Share your dilemmas and get honest opinions from other Mumsnetters.

To be so disappointed about a birthday cake

226 replies

Mrsknackered · 04/02/2018 17:45

DP has cocked up my birthday every year so far, and last year I had enough (that was the 4th birthday with him and a landmark birthday) and told him that following birthdays, I expect a card from the kids, a cake of some sort and ideally some time spent together.
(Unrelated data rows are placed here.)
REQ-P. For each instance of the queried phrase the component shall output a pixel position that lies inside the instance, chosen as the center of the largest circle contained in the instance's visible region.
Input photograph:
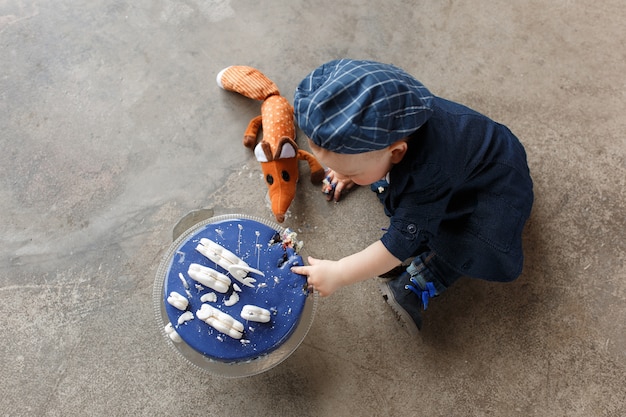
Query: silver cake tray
(204, 363)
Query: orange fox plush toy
(277, 151)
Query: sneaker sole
(405, 318)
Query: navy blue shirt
(463, 189)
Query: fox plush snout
(277, 152)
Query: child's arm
(328, 276)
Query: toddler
(455, 184)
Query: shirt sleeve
(417, 209)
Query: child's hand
(322, 276)
(334, 185)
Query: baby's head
(350, 107)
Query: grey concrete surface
(112, 129)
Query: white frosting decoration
(232, 300)
(209, 277)
(220, 321)
(255, 313)
(229, 261)
(186, 316)
(171, 333)
(184, 281)
(209, 298)
(178, 301)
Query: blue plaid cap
(348, 106)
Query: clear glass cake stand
(228, 370)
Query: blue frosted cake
(229, 292)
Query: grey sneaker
(406, 294)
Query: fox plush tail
(247, 81)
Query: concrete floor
(112, 129)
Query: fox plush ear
(287, 148)
(263, 152)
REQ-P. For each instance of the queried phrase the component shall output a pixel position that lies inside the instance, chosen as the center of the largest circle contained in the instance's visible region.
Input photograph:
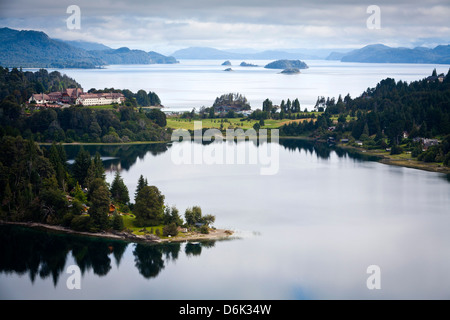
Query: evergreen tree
(141, 184)
(99, 197)
(149, 207)
(119, 191)
(95, 171)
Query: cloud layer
(171, 24)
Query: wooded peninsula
(405, 123)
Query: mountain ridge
(35, 49)
(379, 53)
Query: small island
(287, 64)
(291, 71)
(245, 64)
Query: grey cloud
(243, 23)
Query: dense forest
(393, 114)
(38, 184)
(120, 124)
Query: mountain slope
(125, 55)
(36, 49)
(379, 53)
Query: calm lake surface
(196, 83)
(310, 231)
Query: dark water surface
(310, 231)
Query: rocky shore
(214, 234)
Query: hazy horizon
(227, 25)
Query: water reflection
(44, 254)
(123, 157)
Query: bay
(310, 231)
(196, 83)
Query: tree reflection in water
(44, 254)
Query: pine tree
(141, 184)
(149, 207)
(81, 166)
(99, 197)
(95, 171)
(119, 191)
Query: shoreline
(383, 158)
(217, 234)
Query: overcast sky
(168, 25)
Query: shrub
(170, 230)
(396, 149)
(81, 223)
(117, 222)
(204, 229)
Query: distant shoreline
(217, 234)
(385, 159)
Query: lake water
(310, 231)
(196, 83)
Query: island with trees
(39, 188)
(291, 71)
(286, 64)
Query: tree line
(125, 123)
(383, 116)
(39, 185)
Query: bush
(170, 230)
(117, 222)
(81, 223)
(67, 219)
(396, 149)
(204, 229)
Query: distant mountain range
(35, 49)
(379, 53)
(206, 53)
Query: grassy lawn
(106, 106)
(236, 123)
(128, 222)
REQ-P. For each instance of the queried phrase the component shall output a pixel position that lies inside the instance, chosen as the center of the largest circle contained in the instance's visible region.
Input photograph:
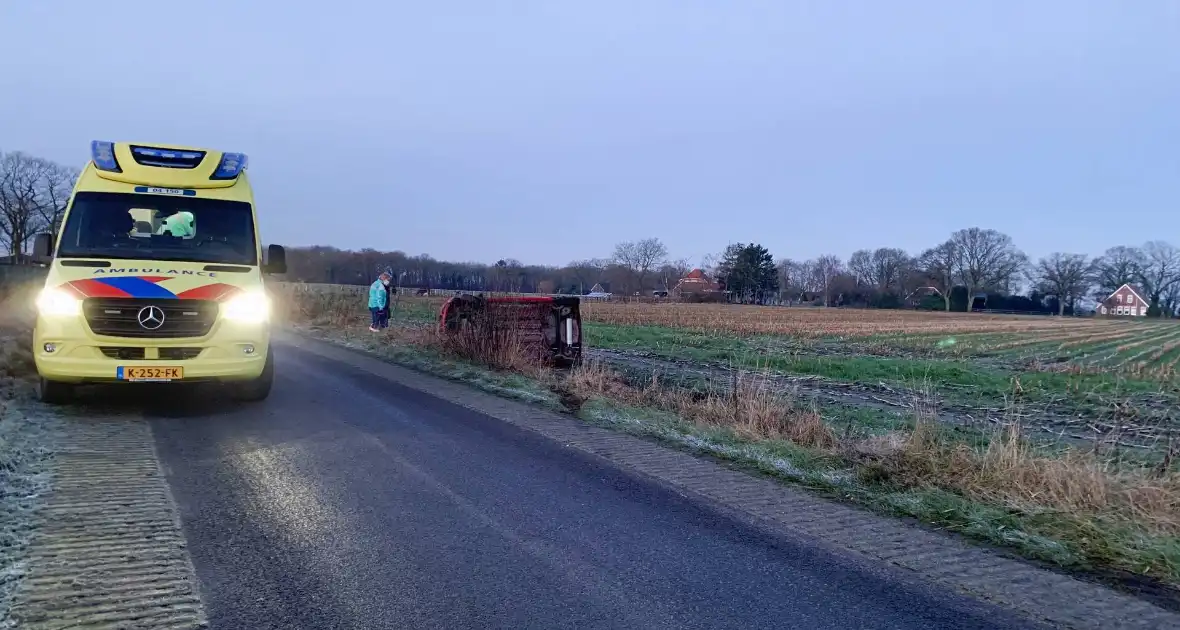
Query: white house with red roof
(1125, 302)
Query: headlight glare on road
(58, 303)
(251, 307)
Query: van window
(158, 228)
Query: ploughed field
(1100, 380)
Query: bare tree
(57, 185)
(1160, 270)
(824, 270)
(670, 271)
(938, 263)
(1064, 276)
(1116, 267)
(641, 257)
(1169, 302)
(587, 273)
(985, 260)
(890, 266)
(21, 197)
(860, 266)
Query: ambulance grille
(119, 317)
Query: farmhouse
(1127, 302)
(695, 282)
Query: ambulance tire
(53, 392)
(257, 389)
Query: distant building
(695, 283)
(1126, 302)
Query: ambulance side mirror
(43, 248)
(276, 260)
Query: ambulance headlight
(251, 307)
(58, 303)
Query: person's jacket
(378, 295)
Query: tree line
(974, 267)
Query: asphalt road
(349, 501)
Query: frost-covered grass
(27, 437)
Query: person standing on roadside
(379, 299)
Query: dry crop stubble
(811, 322)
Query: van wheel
(53, 392)
(257, 388)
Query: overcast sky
(548, 131)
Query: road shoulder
(109, 551)
(1037, 592)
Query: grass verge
(26, 452)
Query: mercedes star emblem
(150, 317)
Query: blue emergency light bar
(103, 153)
(231, 165)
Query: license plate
(151, 374)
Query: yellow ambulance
(156, 275)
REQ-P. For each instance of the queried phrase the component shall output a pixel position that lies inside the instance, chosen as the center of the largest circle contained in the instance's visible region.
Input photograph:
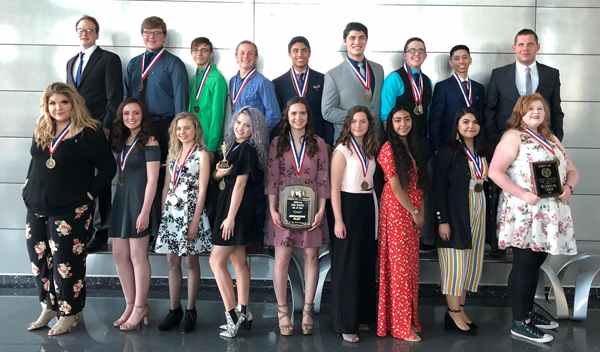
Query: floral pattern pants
(56, 246)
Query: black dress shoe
(172, 320)
(189, 320)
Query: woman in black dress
(68, 147)
(233, 213)
(133, 217)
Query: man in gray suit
(356, 81)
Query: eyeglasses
(414, 51)
(150, 33)
(86, 31)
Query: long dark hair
(283, 144)
(402, 159)
(480, 141)
(120, 133)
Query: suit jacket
(446, 102)
(284, 90)
(502, 95)
(101, 84)
(342, 90)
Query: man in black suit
(525, 76)
(304, 82)
(97, 75)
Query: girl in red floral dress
(400, 217)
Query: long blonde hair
(175, 144)
(80, 116)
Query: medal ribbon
(298, 158)
(147, 70)
(417, 91)
(177, 170)
(56, 141)
(364, 161)
(202, 81)
(300, 91)
(543, 141)
(469, 99)
(235, 97)
(365, 81)
(125, 156)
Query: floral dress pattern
(179, 211)
(546, 226)
(398, 255)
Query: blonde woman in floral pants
(68, 147)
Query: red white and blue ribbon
(543, 141)
(200, 85)
(176, 171)
(364, 161)
(417, 91)
(125, 156)
(298, 157)
(301, 91)
(469, 99)
(146, 70)
(235, 97)
(56, 141)
(365, 81)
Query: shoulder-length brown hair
(370, 140)
(80, 116)
(120, 133)
(283, 144)
(515, 122)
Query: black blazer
(502, 95)
(284, 90)
(451, 193)
(101, 84)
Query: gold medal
(50, 163)
(364, 185)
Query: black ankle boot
(172, 320)
(189, 320)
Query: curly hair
(283, 144)
(259, 137)
(174, 142)
(120, 133)
(80, 116)
(402, 159)
(515, 122)
(370, 140)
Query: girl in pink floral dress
(532, 226)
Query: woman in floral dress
(68, 147)
(184, 230)
(532, 226)
(400, 217)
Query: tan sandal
(121, 321)
(46, 316)
(287, 329)
(308, 329)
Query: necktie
(301, 80)
(78, 76)
(528, 84)
(361, 69)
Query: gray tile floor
(95, 333)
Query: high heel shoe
(308, 329)
(64, 325)
(120, 321)
(287, 329)
(450, 324)
(127, 326)
(43, 320)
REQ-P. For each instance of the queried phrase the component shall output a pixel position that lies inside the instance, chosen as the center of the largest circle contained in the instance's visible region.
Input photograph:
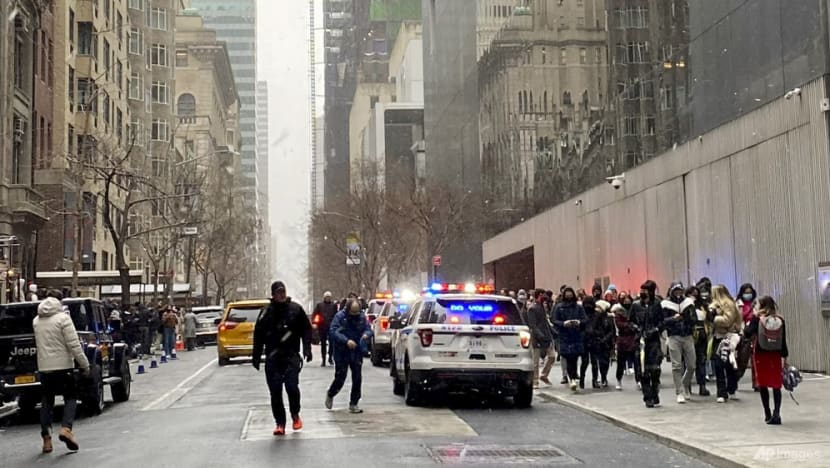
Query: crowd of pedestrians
(704, 332)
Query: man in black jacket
(280, 329)
(649, 318)
(321, 318)
(541, 338)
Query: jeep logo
(24, 351)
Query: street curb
(686, 448)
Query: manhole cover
(500, 455)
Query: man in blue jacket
(349, 333)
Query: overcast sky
(283, 61)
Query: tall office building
(235, 24)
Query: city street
(192, 412)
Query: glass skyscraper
(235, 24)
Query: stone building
(542, 87)
(25, 39)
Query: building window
(136, 86)
(631, 126)
(651, 125)
(70, 86)
(136, 46)
(161, 93)
(666, 98)
(159, 56)
(71, 27)
(181, 58)
(136, 132)
(158, 19)
(107, 58)
(86, 39)
(160, 131)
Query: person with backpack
(769, 334)
(726, 323)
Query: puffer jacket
(726, 319)
(58, 346)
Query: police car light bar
(469, 288)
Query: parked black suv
(18, 355)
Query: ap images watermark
(777, 453)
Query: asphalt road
(193, 413)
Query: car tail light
(524, 337)
(426, 337)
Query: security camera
(616, 181)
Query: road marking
(178, 387)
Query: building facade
(208, 130)
(542, 85)
(744, 199)
(25, 38)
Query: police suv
(108, 360)
(462, 338)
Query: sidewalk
(730, 434)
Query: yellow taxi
(235, 335)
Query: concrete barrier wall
(747, 202)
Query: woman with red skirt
(768, 334)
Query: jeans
(651, 385)
(548, 362)
(623, 358)
(351, 360)
(682, 349)
(570, 364)
(600, 361)
(169, 340)
(279, 374)
(57, 383)
(701, 346)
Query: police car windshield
(473, 312)
(246, 314)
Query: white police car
(457, 341)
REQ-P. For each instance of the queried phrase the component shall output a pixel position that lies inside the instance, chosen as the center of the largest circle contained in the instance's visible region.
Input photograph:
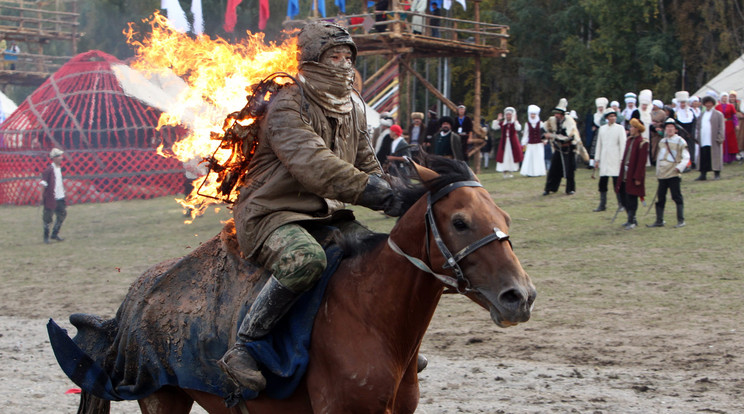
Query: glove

Last year he bought me a watch. I had pointed out a watch I liked a few months earlier, big plain face and slender leather strap and what I received was a monster of a watch with the face completely encrusted with crystals from an expensive designer. He was so sure I'd love it that I just accepted it and take it off as soon as he goes to work.

This year he paid for me to get some new jeans, we went for dinner last night and it was really lovely. DS did me a card, etc. My actual birthday is today, so we had cake today. Here comes the bratty part. My goodness, the cake was hideous. Bright blue hard icing with a strange white motif on top and a pink icing rose. It was also cake that I dislike, and I've mentioned this so many times in his presence because everyone thinks it's weird that I don't like it.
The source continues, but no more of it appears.